Regulatory agility: The emerging modalities and delivery systems, such as antibody–drug conjugates (ADCs) and autoinjectors, impose new demands for specialized expertise and GMP adherence. To navigate these complexities, companies must proactively build interdisciplinary teams to accumulate institutional knowledge, ideally established early in development cycles to ensure seamless integration of quality systems and regulatory alignment.
Supply chain vulnerabilities: Geopolitical disruptions pose uncertainty and threaten timelines.

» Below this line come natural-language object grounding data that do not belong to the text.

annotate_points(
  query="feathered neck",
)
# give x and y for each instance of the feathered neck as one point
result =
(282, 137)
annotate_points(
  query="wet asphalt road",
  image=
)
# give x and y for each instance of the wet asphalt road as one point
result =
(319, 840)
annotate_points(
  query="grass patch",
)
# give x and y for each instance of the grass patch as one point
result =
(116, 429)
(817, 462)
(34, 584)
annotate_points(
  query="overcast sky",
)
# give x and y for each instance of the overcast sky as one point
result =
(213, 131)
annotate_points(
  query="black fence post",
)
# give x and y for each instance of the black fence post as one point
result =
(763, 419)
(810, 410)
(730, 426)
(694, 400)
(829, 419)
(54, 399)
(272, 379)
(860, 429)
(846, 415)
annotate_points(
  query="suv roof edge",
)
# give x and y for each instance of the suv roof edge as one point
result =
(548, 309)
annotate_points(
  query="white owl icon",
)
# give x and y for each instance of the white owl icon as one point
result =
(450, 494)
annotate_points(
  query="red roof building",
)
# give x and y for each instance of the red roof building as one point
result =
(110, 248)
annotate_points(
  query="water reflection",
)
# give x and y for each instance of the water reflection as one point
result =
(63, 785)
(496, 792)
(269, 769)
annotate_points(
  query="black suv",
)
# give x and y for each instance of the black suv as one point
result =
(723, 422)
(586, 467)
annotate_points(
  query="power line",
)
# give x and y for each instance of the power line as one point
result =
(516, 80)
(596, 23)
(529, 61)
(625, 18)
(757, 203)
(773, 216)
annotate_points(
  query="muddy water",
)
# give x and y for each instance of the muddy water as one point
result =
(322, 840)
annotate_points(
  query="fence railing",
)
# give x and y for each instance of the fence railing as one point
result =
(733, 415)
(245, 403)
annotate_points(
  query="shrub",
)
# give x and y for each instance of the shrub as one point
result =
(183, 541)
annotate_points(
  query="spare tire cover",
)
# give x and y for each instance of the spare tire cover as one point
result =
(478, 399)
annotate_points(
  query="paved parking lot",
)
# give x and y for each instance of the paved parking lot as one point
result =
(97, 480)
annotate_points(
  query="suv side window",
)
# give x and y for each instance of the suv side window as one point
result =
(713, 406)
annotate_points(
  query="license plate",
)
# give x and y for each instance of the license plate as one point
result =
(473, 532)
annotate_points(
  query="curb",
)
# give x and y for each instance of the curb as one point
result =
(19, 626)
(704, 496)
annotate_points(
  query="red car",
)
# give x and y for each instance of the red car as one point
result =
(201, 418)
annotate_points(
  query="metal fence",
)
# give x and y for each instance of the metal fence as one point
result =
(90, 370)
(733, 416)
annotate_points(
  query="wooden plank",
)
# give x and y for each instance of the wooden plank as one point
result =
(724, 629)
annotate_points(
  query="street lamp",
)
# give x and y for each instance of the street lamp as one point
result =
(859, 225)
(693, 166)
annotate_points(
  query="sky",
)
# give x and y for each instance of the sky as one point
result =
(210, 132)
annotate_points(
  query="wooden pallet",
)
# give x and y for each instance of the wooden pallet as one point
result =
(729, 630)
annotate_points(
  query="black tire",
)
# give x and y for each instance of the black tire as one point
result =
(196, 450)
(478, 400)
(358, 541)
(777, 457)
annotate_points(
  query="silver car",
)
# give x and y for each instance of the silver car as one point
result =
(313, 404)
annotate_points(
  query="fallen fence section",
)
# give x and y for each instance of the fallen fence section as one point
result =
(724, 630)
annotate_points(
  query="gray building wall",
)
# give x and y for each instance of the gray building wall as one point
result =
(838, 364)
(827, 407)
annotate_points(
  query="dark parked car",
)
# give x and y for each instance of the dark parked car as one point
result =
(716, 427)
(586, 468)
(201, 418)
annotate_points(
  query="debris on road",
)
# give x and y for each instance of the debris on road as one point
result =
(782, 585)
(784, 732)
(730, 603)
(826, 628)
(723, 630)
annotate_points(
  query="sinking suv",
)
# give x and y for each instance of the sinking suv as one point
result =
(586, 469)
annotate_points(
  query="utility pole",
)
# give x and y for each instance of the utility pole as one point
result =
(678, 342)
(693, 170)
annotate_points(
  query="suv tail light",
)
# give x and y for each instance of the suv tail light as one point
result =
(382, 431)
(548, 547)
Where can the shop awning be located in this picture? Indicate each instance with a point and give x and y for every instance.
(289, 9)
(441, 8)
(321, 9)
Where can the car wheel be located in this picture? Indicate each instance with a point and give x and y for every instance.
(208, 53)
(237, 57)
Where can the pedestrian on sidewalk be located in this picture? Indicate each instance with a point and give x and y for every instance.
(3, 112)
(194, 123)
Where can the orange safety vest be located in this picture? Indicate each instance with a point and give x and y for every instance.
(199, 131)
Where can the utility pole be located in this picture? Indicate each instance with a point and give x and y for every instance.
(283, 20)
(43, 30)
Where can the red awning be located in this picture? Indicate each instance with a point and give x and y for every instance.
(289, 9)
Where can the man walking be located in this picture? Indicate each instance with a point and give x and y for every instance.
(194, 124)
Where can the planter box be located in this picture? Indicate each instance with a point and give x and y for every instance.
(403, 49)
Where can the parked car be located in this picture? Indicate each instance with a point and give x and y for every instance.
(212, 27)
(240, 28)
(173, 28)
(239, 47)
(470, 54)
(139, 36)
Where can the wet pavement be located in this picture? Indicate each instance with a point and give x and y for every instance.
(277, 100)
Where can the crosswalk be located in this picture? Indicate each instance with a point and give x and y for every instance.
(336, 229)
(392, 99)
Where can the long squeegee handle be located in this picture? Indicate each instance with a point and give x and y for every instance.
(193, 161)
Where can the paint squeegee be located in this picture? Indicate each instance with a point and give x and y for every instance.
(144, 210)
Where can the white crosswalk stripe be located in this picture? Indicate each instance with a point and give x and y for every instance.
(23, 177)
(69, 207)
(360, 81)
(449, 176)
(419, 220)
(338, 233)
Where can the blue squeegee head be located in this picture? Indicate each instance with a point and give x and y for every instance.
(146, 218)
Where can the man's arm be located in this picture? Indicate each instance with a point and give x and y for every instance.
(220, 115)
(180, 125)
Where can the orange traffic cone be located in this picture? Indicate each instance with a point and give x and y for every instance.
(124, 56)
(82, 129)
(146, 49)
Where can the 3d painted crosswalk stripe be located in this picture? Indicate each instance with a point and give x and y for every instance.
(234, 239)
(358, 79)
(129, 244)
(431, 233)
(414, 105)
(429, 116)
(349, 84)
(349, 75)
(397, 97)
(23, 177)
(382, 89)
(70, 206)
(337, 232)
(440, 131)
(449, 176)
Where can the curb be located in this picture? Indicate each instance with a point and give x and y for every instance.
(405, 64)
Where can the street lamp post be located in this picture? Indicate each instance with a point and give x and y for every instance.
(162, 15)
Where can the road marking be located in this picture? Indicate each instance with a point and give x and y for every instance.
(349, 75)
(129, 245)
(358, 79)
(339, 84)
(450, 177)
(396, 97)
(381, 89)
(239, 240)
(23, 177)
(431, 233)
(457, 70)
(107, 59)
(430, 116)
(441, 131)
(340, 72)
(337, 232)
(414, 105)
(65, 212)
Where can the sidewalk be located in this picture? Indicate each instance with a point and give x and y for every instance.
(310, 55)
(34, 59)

Diversifying suppliers with different priorities in speed and cost for the initial and secondary launch can be helpful. With facilities in Ireland, Germany, the United States, Singapore, and China, we offer our global clients access to a reliable and premier-quality global supply chain network. By implementing a global dual sourcing strategy, WuXi Biologics ensures that materials can be sourced and products can be manufactured at multiple locations across the world.
Marie-Sophie Quittet, Ph.D., Head of Customer Relationship, Adragos Pharma
The biopharma industry faces several significant manufacturing hurdles, particularly in keeping with the ambition to streamline and accelerate the process from laboratory to market.
One of the most pressing challenges in this area is managing potential impurities from leachables. These substances can originate from packaging materials and equipment in the production process, and can compromise both the efficacy of the product and its safety to patients. To address this, the industry must implement rigorous material selection processes, and conduct thorough testing to identify and minimize such impurities. Establishing stringent guidelines and adopting materials with proven biocompatibility are crucial in mitigating these risks.
Another constraint is the ability to filter final drug products. Effective filtration is vital for the sterility of products, especially when terminal sterilization is impossible for biological products. However, manufacturers must balance filtration efficiency with the preservation of product integrity, which can be challenging. To overcome this, the biopharma sector must continue to innovate in filtration technologies, ensuring that high levels of purity can be achieved without compromising the therapeutic properties of biologics.